Preparado para ser pai?
O mesmo tempo que maldissemos e que, ainda assim, tão generosamente nos sugere pensar em outra pergunta: você está preparado para amar?
Pelo WhatsApp, um amigo maldizia o tempo arrastado das últimas semanas de gravidez da sua esposa. Ansioso, como não poderia deixar de ser, esperava por algum sinal do seu primogênito. Um menino, Francisco. Que as contrações começassem no meio de um dia modorrento, ou que talvez a bolsa estourasse depois da pizza de domingo, e assim, saíssem às pressas para a maternidade.
Estava ele à espera da generosidade do tempo, cuja percepção de gentileza dependia unicamente das expectativas. São elas, essas intempéries da vida — muitas vezes indomáveis —, que regulam nossa ânsia pela chegada de alguém. Mas expectativas em semanas que antecedem o nascimento de um filho são irremediavelmente exacerbadas, acentuadas e inescapáveis.
Por isso eu não só entendia a sua maledicência, como também compartilhava daquele mesmo sentimento. Maldissemos então o tempo e, com mais vigor ainda, a curiosidade alheia, quando o pai do Chico confessou que não aguentava mais responder se estava preparado pra ser pai. “E o que é estar preparado pra ser pai, cara?”, perguntou pelo WhatsApp.
Curioso, mas foi exatamente o que me perguntei no dia em que encontrei com o vizinho C. no elevador.

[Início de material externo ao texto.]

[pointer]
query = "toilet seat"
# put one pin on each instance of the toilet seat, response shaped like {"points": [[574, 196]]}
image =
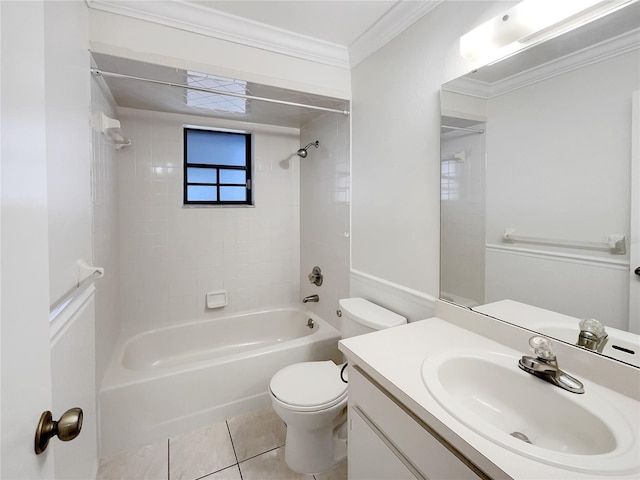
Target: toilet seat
{"points": [[309, 386]]}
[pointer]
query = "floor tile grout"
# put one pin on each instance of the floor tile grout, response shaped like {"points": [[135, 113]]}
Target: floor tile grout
{"points": [[235, 454], [168, 459], [261, 453]]}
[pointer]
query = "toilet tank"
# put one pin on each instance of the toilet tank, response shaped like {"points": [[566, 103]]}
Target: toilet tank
{"points": [[359, 316]]}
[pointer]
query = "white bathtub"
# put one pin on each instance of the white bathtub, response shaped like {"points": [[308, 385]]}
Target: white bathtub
{"points": [[170, 380]]}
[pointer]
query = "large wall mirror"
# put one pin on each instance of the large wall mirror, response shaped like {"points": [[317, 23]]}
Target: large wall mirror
{"points": [[536, 161]]}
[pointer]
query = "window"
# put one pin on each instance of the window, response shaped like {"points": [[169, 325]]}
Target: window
{"points": [[217, 167], [449, 179]]}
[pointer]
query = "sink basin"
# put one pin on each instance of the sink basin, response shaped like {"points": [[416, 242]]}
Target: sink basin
{"points": [[489, 394]]}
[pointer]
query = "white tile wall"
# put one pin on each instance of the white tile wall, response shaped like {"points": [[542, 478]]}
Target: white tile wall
{"points": [[106, 251], [325, 195], [172, 256]]}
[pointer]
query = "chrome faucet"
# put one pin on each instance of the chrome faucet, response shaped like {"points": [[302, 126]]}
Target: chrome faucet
{"points": [[545, 366], [592, 335]]}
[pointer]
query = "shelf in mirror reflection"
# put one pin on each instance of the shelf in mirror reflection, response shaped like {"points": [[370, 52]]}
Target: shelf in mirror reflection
{"points": [[556, 161], [621, 345]]}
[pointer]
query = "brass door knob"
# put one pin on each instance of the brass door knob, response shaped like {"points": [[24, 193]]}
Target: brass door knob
{"points": [[67, 428]]}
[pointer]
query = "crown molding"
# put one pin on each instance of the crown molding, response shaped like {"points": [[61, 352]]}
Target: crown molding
{"points": [[619, 45], [396, 20], [195, 18], [192, 17]]}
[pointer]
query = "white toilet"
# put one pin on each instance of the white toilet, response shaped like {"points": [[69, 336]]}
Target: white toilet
{"points": [[311, 398]]}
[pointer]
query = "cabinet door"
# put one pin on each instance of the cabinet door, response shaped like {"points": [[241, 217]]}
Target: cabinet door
{"points": [[370, 458]]}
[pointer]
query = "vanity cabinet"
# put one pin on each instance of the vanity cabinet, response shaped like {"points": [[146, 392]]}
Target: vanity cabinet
{"points": [[388, 442]]}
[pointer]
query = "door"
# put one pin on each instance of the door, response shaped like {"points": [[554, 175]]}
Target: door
{"points": [[634, 241], [24, 279]]}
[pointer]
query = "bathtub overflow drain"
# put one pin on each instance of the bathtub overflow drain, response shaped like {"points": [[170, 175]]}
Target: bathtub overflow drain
{"points": [[521, 436]]}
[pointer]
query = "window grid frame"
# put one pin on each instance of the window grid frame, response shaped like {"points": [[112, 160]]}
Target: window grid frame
{"points": [[248, 185]]}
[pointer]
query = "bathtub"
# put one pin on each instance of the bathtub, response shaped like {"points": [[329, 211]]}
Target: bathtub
{"points": [[170, 380]]}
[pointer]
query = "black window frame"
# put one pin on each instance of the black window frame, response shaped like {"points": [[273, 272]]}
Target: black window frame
{"points": [[247, 168]]}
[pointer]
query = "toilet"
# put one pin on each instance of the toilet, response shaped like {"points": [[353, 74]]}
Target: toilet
{"points": [[311, 398]]}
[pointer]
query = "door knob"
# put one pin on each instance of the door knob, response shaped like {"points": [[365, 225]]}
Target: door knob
{"points": [[67, 428]]}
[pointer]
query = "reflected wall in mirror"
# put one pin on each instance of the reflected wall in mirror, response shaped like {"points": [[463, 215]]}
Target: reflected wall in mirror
{"points": [[536, 164]]}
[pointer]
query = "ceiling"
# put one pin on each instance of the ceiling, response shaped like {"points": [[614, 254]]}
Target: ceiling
{"points": [[334, 32], [158, 96], [339, 22]]}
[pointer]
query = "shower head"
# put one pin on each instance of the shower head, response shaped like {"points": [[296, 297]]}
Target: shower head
{"points": [[302, 153]]}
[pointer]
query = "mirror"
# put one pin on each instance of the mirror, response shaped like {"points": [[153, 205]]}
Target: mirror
{"points": [[535, 184]]}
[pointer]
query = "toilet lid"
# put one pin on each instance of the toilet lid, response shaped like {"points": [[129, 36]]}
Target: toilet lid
{"points": [[309, 384]]}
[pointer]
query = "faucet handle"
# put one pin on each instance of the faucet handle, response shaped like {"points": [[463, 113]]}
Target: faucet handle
{"points": [[593, 326], [542, 347]]}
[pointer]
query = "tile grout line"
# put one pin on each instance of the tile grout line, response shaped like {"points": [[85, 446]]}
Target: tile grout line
{"points": [[234, 448], [261, 453]]}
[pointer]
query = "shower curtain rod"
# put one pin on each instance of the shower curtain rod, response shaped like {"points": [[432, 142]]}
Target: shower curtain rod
{"points": [[98, 72], [466, 129]]}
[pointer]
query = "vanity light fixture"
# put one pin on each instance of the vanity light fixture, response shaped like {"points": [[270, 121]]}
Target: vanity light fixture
{"points": [[530, 22]]}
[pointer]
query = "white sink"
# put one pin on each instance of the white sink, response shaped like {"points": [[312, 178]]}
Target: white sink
{"points": [[489, 394]]}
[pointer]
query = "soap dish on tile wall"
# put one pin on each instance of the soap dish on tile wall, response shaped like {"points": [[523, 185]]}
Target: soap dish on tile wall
{"points": [[217, 299]]}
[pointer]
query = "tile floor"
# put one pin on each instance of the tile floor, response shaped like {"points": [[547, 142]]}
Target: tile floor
{"points": [[247, 447]]}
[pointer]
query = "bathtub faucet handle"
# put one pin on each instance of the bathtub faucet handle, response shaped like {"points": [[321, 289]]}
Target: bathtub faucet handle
{"points": [[315, 276]]}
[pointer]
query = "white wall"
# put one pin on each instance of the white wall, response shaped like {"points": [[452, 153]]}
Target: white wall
{"points": [[462, 223], [24, 279], [325, 195], [571, 156], [140, 40], [45, 139], [68, 142], [106, 226], [395, 152], [172, 256], [558, 167]]}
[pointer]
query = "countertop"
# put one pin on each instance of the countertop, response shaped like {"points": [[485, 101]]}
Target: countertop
{"points": [[394, 358]]}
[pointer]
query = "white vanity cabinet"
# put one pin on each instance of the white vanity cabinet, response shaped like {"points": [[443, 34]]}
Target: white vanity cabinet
{"points": [[387, 442]]}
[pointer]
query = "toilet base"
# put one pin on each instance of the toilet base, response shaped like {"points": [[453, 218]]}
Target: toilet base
{"points": [[316, 451]]}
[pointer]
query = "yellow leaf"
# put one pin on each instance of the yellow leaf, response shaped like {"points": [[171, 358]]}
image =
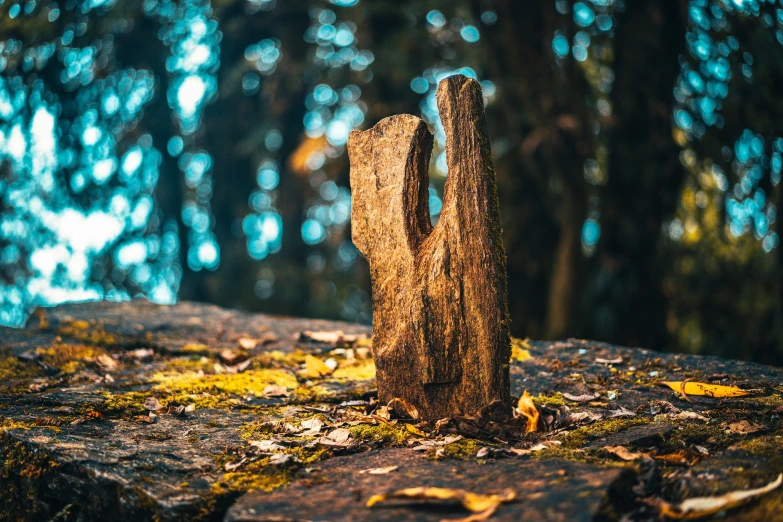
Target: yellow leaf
{"points": [[314, 368], [483, 505], [416, 431], [520, 350], [529, 410], [704, 506], [709, 390], [403, 408]]}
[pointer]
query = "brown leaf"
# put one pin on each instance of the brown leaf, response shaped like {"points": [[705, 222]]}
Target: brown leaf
{"points": [[587, 397], [107, 362], [379, 471], [402, 408], [681, 457], [331, 337], [483, 505], [152, 404], [623, 452], [708, 390], [745, 426], [275, 390], [616, 360], [527, 408], [231, 466], [314, 368], [699, 507], [246, 343]]}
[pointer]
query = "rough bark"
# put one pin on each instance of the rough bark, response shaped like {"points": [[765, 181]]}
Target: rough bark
{"points": [[77, 441], [440, 331]]}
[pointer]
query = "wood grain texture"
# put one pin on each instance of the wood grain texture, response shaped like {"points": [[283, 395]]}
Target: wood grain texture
{"points": [[440, 313]]}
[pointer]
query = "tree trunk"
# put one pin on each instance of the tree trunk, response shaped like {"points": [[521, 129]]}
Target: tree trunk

Eram as últimas semanas de gestação e a ansiedade crescia mais rápida que o tempo. A chegada de Flora já havia dominado os trending topics dos grupos da família, os papos dos cafés e almoços e cervejas com os amigos.

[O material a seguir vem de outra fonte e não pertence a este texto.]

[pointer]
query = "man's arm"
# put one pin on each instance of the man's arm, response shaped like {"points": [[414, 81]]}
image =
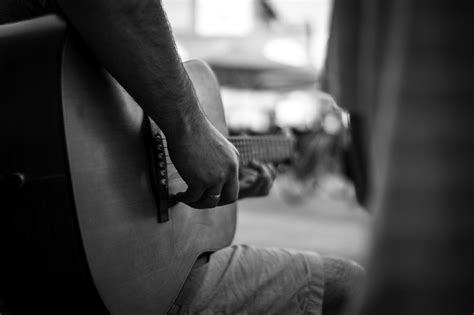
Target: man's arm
{"points": [[133, 41]]}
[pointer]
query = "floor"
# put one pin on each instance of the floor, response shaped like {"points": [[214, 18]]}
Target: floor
{"points": [[328, 221]]}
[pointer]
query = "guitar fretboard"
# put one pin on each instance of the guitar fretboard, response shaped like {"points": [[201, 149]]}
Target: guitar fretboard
{"points": [[271, 148]]}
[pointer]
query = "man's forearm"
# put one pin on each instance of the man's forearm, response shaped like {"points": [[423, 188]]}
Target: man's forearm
{"points": [[132, 39]]}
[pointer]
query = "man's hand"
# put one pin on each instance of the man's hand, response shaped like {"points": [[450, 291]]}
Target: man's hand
{"points": [[256, 179], [133, 41], [208, 163]]}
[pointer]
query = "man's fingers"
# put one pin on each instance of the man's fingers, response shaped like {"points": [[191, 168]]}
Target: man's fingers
{"points": [[209, 199], [190, 196], [230, 192]]}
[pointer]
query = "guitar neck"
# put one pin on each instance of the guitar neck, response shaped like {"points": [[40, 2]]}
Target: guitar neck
{"points": [[271, 148]]}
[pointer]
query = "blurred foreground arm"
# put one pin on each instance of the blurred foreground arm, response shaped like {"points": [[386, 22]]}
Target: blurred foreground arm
{"points": [[133, 41]]}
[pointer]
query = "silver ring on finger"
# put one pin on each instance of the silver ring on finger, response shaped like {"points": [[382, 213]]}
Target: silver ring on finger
{"points": [[214, 197]]}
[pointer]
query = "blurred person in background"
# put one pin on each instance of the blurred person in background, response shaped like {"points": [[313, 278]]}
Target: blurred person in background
{"points": [[234, 279], [405, 69]]}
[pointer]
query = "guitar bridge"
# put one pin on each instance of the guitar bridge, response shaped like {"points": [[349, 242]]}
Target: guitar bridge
{"points": [[158, 171]]}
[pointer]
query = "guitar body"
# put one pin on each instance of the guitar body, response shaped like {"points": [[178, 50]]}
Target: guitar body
{"points": [[93, 149]]}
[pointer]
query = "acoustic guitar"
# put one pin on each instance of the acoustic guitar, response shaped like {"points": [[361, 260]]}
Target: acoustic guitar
{"points": [[87, 226]]}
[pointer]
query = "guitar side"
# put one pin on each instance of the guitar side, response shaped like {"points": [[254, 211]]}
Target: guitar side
{"points": [[138, 264], [85, 224]]}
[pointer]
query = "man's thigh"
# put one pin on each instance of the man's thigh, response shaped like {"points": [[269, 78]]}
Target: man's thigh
{"points": [[250, 280]]}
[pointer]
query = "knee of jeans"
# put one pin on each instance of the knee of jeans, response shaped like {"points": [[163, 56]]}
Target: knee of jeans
{"points": [[343, 283]]}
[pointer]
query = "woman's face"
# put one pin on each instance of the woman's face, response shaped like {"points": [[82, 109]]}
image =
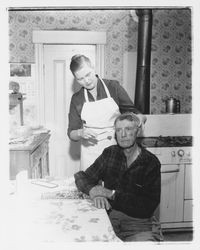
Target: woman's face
{"points": [[86, 77]]}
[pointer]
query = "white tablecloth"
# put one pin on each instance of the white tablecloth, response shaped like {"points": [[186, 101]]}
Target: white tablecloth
{"points": [[57, 220]]}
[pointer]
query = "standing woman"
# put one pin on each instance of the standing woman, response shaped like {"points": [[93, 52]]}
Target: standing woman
{"points": [[93, 110]]}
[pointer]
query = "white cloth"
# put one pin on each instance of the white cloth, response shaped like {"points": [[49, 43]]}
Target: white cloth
{"points": [[99, 116]]}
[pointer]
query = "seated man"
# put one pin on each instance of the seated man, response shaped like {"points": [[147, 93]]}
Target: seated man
{"points": [[132, 183]]}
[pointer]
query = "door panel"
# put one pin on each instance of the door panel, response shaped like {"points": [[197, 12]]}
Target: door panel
{"points": [[171, 205], [64, 155]]}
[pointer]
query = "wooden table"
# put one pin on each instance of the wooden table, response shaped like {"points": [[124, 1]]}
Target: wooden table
{"points": [[56, 220]]}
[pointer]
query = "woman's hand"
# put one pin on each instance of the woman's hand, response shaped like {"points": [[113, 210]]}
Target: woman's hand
{"points": [[101, 202]]}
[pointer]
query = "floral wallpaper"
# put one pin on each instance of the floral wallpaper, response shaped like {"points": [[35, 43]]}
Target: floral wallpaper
{"points": [[171, 45]]}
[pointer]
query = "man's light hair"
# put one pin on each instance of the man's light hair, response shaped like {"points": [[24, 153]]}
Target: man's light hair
{"points": [[130, 117]]}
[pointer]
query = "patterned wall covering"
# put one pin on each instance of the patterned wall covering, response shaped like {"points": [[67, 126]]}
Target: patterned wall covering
{"points": [[171, 45]]}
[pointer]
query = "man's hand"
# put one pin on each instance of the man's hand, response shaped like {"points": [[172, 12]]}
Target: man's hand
{"points": [[101, 202], [100, 191]]}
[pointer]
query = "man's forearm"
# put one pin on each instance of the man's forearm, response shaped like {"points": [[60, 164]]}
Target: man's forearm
{"points": [[100, 191]]}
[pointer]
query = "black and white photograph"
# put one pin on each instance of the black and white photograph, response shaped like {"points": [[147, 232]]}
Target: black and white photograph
{"points": [[101, 132]]}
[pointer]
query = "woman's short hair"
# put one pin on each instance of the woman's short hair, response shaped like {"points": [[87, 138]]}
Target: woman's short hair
{"points": [[78, 61], [130, 117]]}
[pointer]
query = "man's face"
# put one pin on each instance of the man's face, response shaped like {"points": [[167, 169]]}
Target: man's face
{"points": [[126, 133], [86, 77]]}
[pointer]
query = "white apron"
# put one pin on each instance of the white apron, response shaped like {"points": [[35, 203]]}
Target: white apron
{"points": [[99, 116]]}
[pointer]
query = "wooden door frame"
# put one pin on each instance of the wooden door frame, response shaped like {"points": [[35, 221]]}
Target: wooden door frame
{"points": [[41, 37]]}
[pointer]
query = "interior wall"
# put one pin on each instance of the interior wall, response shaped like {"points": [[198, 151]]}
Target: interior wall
{"points": [[171, 47]]}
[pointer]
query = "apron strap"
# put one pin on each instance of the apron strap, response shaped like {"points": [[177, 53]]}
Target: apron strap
{"points": [[86, 95], [106, 90]]}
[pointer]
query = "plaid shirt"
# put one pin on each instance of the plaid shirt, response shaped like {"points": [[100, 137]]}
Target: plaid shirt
{"points": [[137, 186]]}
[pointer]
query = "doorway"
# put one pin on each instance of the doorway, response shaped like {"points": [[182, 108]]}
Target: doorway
{"points": [[59, 86]]}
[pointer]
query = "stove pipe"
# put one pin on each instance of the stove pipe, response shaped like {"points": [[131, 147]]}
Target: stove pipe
{"points": [[142, 88]]}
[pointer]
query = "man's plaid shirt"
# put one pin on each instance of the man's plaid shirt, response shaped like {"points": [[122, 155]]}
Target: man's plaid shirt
{"points": [[137, 186]]}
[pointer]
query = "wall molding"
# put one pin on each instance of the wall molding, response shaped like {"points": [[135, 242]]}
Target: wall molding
{"points": [[69, 37]]}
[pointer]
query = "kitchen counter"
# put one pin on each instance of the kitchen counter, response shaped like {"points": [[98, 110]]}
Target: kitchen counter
{"points": [[165, 141]]}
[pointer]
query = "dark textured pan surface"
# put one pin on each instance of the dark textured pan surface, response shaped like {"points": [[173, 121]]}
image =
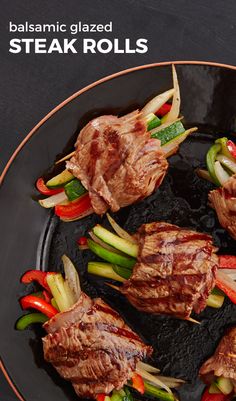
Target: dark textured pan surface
{"points": [[33, 236]]}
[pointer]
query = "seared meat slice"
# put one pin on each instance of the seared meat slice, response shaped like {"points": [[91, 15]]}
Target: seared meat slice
{"points": [[223, 362], [223, 200], [175, 270], [117, 161], [91, 346]]}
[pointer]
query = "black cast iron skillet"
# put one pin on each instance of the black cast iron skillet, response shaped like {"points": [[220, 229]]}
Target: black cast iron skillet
{"points": [[32, 237]]}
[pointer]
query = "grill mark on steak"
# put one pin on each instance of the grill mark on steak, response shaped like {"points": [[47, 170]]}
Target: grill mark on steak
{"points": [[91, 346], [175, 270], [223, 200], [223, 362]]}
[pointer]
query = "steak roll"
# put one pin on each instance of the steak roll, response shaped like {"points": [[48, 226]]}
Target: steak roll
{"points": [[91, 346], [175, 270]]}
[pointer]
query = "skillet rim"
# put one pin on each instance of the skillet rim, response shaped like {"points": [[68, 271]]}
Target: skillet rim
{"points": [[60, 106]]}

E, claro, os encontros com vizinhos, como o querido C.
— Olha o papai fresco aí — me deu as boas-vindas enquanto a porta do elevador abria lentamente.

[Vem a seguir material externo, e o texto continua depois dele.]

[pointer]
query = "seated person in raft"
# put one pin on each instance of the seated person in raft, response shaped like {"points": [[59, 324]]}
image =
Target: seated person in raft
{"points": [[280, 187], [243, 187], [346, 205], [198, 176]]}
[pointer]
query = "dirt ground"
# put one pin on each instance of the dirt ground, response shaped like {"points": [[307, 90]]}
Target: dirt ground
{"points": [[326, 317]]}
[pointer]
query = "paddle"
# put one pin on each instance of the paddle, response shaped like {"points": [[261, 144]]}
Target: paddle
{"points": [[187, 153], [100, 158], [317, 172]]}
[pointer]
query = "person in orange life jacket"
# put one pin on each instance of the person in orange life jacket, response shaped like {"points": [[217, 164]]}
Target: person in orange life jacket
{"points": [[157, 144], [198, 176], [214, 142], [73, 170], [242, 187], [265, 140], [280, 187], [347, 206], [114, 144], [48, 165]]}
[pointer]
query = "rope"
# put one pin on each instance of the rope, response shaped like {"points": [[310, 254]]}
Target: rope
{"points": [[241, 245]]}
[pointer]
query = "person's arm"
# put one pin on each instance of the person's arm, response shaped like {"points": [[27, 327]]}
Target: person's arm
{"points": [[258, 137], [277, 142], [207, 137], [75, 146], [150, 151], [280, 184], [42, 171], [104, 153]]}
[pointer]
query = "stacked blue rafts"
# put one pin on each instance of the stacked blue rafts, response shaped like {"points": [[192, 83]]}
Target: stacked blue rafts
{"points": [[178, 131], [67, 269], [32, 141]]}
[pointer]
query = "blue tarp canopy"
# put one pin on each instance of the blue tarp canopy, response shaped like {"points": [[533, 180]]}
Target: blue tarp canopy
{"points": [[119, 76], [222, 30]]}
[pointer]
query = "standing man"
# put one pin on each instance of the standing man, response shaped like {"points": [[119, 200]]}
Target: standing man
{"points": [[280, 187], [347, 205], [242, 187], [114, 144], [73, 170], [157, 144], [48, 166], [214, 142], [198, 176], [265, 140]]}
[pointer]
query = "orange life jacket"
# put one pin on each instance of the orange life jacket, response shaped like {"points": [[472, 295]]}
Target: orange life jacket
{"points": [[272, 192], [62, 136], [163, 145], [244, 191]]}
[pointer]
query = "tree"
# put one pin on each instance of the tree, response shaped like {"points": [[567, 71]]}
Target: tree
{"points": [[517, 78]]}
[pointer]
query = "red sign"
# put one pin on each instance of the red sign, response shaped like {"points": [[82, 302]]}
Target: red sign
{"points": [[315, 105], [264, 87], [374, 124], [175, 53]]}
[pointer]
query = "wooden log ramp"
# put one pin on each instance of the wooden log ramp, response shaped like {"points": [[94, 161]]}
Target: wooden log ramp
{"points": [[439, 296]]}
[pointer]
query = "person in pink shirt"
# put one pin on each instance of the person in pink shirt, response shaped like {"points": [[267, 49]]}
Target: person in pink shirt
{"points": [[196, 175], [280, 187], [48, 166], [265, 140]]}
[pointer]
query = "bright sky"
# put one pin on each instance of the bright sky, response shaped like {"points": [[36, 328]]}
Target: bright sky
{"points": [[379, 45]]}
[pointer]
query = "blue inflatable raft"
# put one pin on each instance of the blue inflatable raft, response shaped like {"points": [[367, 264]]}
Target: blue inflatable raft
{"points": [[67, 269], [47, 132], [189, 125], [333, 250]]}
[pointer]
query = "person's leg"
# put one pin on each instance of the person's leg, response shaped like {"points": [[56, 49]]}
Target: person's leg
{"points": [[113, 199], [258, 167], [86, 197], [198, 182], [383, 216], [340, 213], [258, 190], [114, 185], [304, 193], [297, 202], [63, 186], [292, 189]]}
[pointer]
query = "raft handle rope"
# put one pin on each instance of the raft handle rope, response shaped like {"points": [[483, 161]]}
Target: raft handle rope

— Boa noite, C.! — digo e aperto o quinze.
— Sua esposa está com quantas semanas mesmo?
— Trinta e cinco — respondo, na ingênua esperança de que a conversa não fosse passar das trinta e cinco semanas.
— Já aprendeu a trocar fralda?
— Já, claro! Fiz um curso para pais de primeira...
Eu iria dizer “viagem”, um curso para pais de primeira viagem.
— E o banho? — logo emendou. — Rapaz, te explicaram sobre os cuidados com a moleira da criança? — Pergunta, eufórico, estendendo o braço na minha direção. — Eu conheço um...
Interrompo, tento mudar de assunto.
Aquele papo já estava indo longe demais para um papai fresco, imerso numa ânsia que parecia aumentar a cada pergunta. Apelo para o velho clichê: reclamo dessa terrível onda de calor, e aproveito para avisar que uma frente fria chegaria na sexta, derrubando as temperaturas — “haja saúde, não?”.
Não, não resolve: o vizinho C. ri num rápido tom de lamento e, rápido também, resgata o assunto que tentei desviar.
— E vem cá — diz com voz baixa, segurando a porta do elevador — preparado pra ser pai?
Até hoje eu não sei o que o vizinho C. esperava como resposta. Para ser sincero, até hoje eu não sei o que seria estar preparado para ser pai, mesmo já sendo pai. Também desconheço a existência de um manual que ateste sua aptidão para a paternidade (e, se existir, desconfie). Porque a paternidade é uma construção diária que se dá entre o acerto e o erro, sob a regência do tempo.
Do tempo, veja você. O mesmo tempo que maldissemos e que, ainda assim, tão generosamente nos sugere pensar em outra pergunta: você está preparado para amar?
Amar sob condições adversas: nas madrugadas em claro, no desespero do choro indecifrável, nas crises de cólica, na angústia da dúvida entre o remédio para gases ou ligar para a pediatra; amar sob o medo e a culpa, esses fantasmas que sempre rondam, sob os sentimentos que muitas vezes você nem saberá dar nomes, amar sob o tempo que falta, sob o cansaço que reflete toda manhã no espelho.
Amar é piegas, você pensa; porém, é indissociável à paternidade. E o que eu posso fazer? Além do que, eu não ficaria em paz se terminasse esta crônica sem falar desse amor que se manifesta das maneiras mais impensáveis possíveis. A principal delas, pelo menos na visão do pai da Flora, diz sobre o processo de desconstrução do seu ego em razão do outro. Do movimento de sair do centro do seu próprio mundo para orbitar o mundo de outro alguém.
E, ainda assim, sentir-se muito feliz.